Both sides have been running costly TV ads with weeks until the November election.
Supporters say consumers have a right to know whether food they buy contain genetically engineered ingredients. Opponents say the measure is confusing and costly.
Neb. man pleads guilty to misbranding meat
LINCOLN, Neb. - A northeast Nebraska man accused of trying to have witnesses against him killed and selling uninspected meat to Omaha schools has made a plea deal with federal prosecutors.
The deal ensures Paul Rosberg won't be sentenced to more than 18 months in prison, the Lincoln Journal Star said.
Last month federal prosecutors filed a complaint accusing Rosberg of soliciting a crime of violence and obstructing justice. A court document says a man and his brother reported that Rosberg asked whether they would kill two witnesses against him in the meat case. A U.S. Department of Agriculture special agent said the man had worked for Rosberg for about six weeks at the time. The man said Rosberg told them he would "make it worth their while" if they would take care of the two witnesses.
But in exchange for Rosberg's guilty plea to selling misbranded meat, prosecutors agreed to drop the other charges and reduce a charge they'd filed against Rosberg's wife, Kelly Rosberg.
Court records say the Rosbergs' company, Nebraska's Finest Meats, in fall 2011 sold 2,600 pounds of ground beef labeled USDA inspected to Omaha Public Schools. The records say Paul Rosberg told his workers to mix meat that hadn't been inspected with meat that had been checked and deliver it to the school district in 10-pound rolls.
In another court case involving the Rosbergs' operations, in August a state judge dismissed a libel lawsuit Paul Rosberg had filed against an inspector of organic food.
Evrett Lunquist, of Raymond, had performed inspections at Rosberg's farm from 2003 until 2007 and reported Rosberg for suspected fraud to the U.S. Department of Agriculture. Rosberg said in his lawsuit that Lunquist misrepresented facts about the operation to the USDA.
Sugar company to default on USDA loan
FARGO, N.D. - American Crystal Sugar will default on a government loan of $71.2 million under a program that provides relief when a glut of sugar on the market depresses prices.
David Berg, the company's president and CEO, said that forfeiting the sugar put up as collateral was the best option, given the very low prices that sugar is fetching.
"Everything we have under loan we do intend to forfeit," Berg told the Forum newspaper. "Today, it's about the best place we have to sell sugar."

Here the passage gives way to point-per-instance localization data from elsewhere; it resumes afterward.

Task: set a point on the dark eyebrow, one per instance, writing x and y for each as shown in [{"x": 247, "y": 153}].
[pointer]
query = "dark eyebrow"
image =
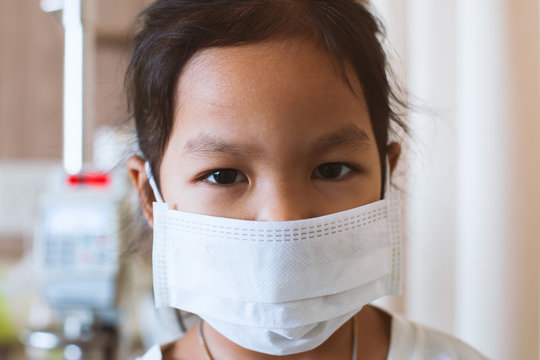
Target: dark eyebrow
[
  {"x": 347, "y": 136},
  {"x": 205, "y": 144}
]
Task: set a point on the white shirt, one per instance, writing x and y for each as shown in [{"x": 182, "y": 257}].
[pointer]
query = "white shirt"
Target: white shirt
[{"x": 408, "y": 341}]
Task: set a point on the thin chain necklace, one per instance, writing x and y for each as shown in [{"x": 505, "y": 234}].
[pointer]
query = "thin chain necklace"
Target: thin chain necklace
[{"x": 208, "y": 355}]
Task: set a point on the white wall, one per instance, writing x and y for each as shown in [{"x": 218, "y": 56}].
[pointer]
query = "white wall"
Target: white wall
[{"x": 473, "y": 195}]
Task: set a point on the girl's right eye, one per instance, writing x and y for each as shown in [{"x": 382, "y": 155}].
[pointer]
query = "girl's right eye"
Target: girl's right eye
[{"x": 224, "y": 177}]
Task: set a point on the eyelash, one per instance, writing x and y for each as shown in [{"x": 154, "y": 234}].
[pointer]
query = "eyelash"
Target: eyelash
[{"x": 350, "y": 169}]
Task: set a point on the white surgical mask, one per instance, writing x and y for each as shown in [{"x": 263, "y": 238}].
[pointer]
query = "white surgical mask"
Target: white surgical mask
[{"x": 277, "y": 287}]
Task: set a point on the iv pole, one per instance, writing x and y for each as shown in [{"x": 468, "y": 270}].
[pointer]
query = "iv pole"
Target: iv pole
[{"x": 73, "y": 82}]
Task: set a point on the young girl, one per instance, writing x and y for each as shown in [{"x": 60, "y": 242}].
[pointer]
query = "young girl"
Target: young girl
[{"x": 264, "y": 129}]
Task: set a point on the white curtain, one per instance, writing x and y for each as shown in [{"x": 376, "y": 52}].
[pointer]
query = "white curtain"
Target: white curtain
[{"x": 473, "y": 168}]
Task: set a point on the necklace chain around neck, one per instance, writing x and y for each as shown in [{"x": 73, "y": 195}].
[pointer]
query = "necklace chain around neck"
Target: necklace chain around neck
[{"x": 208, "y": 354}]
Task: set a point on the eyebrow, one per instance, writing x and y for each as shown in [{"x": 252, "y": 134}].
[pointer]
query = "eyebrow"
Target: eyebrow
[
  {"x": 204, "y": 144},
  {"x": 347, "y": 136}
]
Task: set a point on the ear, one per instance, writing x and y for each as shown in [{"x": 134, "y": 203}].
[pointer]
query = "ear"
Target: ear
[
  {"x": 137, "y": 173},
  {"x": 393, "y": 151}
]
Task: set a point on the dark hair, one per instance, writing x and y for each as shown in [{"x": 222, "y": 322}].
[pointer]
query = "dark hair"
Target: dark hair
[{"x": 172, "y": 31}]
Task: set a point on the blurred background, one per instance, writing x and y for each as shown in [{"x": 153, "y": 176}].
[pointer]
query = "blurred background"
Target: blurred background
[{"x": 74, "y": 286}]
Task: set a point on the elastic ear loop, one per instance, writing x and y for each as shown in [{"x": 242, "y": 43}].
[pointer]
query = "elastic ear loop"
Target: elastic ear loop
[
  {"x": 387, "y": 178},
  {"x": 152, "y": 182}
]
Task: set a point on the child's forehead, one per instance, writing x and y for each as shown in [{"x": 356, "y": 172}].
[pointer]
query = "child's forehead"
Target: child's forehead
[{"x": 226, "y": 72}]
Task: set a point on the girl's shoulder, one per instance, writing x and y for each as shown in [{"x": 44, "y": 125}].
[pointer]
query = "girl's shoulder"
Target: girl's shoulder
[{"x": 410, "y": 340}]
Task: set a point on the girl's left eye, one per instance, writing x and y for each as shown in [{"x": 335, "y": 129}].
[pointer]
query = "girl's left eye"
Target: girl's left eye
[
  {"x": 332, "y": 171},
  {"x": 225, "y": 177}
]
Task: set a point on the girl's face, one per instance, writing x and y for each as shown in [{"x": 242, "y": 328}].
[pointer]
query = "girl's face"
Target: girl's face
[{"x": 269, "y": 132}]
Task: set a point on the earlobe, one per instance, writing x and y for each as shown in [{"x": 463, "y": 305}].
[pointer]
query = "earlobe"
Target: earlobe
[
  {"x": 139, "y": 178},
  {"x": 393, "y": 151}
]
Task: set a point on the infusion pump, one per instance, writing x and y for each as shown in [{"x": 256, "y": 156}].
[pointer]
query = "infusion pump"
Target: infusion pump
[{"x": 77, "y": 241}]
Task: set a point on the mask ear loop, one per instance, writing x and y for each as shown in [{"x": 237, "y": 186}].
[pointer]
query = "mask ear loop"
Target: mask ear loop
[
  {"x": 152, "y": 182},
  {"x": 387, "y": 178}
]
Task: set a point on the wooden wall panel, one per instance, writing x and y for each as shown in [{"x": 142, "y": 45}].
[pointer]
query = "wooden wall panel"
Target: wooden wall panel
[{"x": 31, "y": 53}]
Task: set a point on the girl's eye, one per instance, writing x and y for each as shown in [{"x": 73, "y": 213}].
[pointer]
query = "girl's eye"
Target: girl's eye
[
  {"x": 225, "y": 177},
  {"x": 331, "y": 171}
]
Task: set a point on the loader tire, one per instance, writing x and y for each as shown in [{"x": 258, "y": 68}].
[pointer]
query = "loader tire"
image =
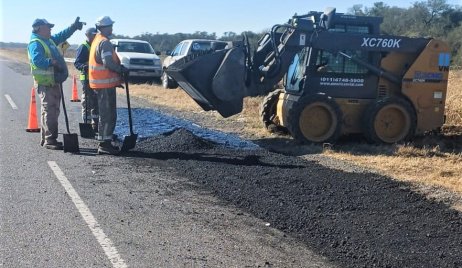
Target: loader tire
[
  {"x": 389, "y": 120},
  {"x": 315, "y": 118},
  {"x": 168, "y": 82},
  {"x": 268, "y": 112}
]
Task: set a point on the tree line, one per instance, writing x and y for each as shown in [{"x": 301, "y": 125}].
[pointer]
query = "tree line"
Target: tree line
[{"x": 431, "y": 18}]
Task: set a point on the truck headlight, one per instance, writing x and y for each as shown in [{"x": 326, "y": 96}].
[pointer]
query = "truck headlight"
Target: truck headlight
[
  {"x": 125, "y": 61},
  {"x": 437, "y": 95}
]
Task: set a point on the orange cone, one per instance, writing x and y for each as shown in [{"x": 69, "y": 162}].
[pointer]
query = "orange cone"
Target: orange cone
[
  {"x": 75, "y": 96},
  {"x": 32, "y": 125}
]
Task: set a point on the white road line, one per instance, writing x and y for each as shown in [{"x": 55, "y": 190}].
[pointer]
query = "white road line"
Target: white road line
[
  {"x": 104, "y": 241},
  {"x": 10, "y": 100}
]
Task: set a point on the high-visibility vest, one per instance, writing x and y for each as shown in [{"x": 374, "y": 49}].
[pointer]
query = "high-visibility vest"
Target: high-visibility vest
[
  {"x": 44, "y": 77},
  {"x": 83, "y": 75},
  {"x": 99, "y": 75}
]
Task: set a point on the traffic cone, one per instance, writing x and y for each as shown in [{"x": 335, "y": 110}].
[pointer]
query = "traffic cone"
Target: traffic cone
[
  {"x": 32, "y": 125},
  {"x": 75, "y": 96}
]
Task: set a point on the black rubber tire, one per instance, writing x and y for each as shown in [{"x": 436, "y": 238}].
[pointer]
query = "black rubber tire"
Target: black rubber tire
[
  {"x": 268, "y": 109},
  {"x": 390, "y": 120},
  {"x": 167, "y": 82},
  {"x": 315, "y": 118}
]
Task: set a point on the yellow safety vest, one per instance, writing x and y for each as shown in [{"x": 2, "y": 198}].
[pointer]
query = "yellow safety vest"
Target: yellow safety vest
[
  {"x": 83, "y": 76},
  {"x": 45, "y": 77},
  {"x": 99, "y": 76}
]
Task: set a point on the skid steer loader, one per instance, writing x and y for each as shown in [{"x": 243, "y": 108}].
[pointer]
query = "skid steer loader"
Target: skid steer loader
[{"x": 341, "y": 76}]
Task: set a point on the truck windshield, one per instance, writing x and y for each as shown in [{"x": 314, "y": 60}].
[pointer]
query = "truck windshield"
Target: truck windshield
[{"x": 135, "y": 47}]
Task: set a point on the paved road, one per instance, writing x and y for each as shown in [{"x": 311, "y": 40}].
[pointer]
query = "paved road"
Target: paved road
[{"x": 82, "y": 210}]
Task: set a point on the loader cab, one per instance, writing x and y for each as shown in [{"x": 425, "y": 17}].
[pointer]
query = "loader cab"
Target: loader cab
[{"x": 322, "y": 70}]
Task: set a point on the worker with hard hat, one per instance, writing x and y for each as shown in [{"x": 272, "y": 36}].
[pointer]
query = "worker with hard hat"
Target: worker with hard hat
[
  {"x": 49, "y": 71},
  {"x": 105, "y": 74},
  {"x": 89, "y": 101}
]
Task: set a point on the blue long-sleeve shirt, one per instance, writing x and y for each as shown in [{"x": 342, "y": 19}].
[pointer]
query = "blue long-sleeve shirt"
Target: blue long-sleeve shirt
[
  {"x": 40, "y": 59},
  {"x": 82, "y": 57}
]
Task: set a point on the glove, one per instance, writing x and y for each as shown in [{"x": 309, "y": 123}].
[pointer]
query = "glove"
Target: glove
[
  {"x": 56, "y": 65},
  {"x": 124, "y": 70},
  {"x": 77, "y": 25}
]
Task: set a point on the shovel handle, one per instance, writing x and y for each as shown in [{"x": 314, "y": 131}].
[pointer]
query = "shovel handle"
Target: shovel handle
[
  {"x": 64, "y": 108},
  {"x": 128, "y": 104}
]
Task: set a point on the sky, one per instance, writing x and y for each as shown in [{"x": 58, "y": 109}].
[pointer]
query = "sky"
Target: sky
[{"x": 167, "y": 16}]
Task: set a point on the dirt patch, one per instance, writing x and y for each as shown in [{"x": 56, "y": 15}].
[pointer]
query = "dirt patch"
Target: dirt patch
[{"x": 356, "y": 219}]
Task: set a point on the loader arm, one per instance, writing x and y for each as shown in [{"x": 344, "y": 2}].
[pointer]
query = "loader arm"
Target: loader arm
[{"x": 220, "y": 80}]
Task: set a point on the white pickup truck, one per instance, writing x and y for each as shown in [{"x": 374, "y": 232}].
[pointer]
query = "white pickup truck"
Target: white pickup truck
[
  {"x": 184, "y": 48},
  {"x": 139, "y": 57}
]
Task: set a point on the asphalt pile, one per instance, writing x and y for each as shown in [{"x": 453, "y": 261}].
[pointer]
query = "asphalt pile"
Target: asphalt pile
[{"x": 354, "y": 219}]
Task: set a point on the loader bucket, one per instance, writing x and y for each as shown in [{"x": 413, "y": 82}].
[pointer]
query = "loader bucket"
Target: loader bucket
[{"x": 210, "y": 79}]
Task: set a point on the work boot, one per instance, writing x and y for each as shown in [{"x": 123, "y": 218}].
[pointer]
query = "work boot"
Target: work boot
[{"x": 106, "y": 147}]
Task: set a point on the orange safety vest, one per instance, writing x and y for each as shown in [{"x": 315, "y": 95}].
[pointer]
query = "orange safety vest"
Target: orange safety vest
[{"x": 99, "y": 75}]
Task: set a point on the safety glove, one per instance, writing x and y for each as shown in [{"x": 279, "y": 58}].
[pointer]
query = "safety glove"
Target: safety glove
[{"x": 77, "y": 25}]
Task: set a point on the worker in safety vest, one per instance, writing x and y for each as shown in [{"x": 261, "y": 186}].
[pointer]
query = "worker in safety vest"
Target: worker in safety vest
[
  {"x": 49, "y": 71},
  {"x": 89, "y": 101},
  {"x": 105, "y": 74}
]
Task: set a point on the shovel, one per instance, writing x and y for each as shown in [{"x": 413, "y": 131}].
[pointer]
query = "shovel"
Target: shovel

The loans end with the crop year, which concluded last Tuesday.
The forfeiture, which is the result of sugar being cheaper and more plentiful than at any time in the past decade, is under a U.S. Agriculture Department program. American Crystal Sugar holds about one-fifth of the $355 million in loans held by sugar processors at risk of defaulting.
The regional loan rate for sugar, for American Crystal and other processors in the area, is around 23 cents a pound. The market price for raw sugar is about 21 ½ cents a pound.
Berg said defaulting on the loan, which is a way the government supports the price of sugar, does not present a financial hit for American Crystal.
"Actually, it's beneficial to our financial health," he said. "This is the way the sugar program is intended to work."
The forfeited sugar will remain in warehouses until the government decides what to do with it.
Soybeans rapidly mature in Minnesota
ST. PAUL, Minn. - Soybean maturity has rapidly advanced in Minnesota in the last week, but soybean maturity still lags behind the normal pace.
The U.S. Department of Agriculture said Monday that 40 percent of Minnesota's soybean crop has reached maturity.
That compares with a normal rate of 66 percent by this time of year. But it's a big advance from last week, when only 9 percent of soybeans were mature.
Ninety-three percent of the soybean crop was turning yellow or beyond, six days behind normal.
Soybean harvest has begun and is 9 percent complete.
Minnesota's corn crop also is behind in development. The USDA says 41 percent of Minnesota's corn was mature, compared with last year's 98 percent.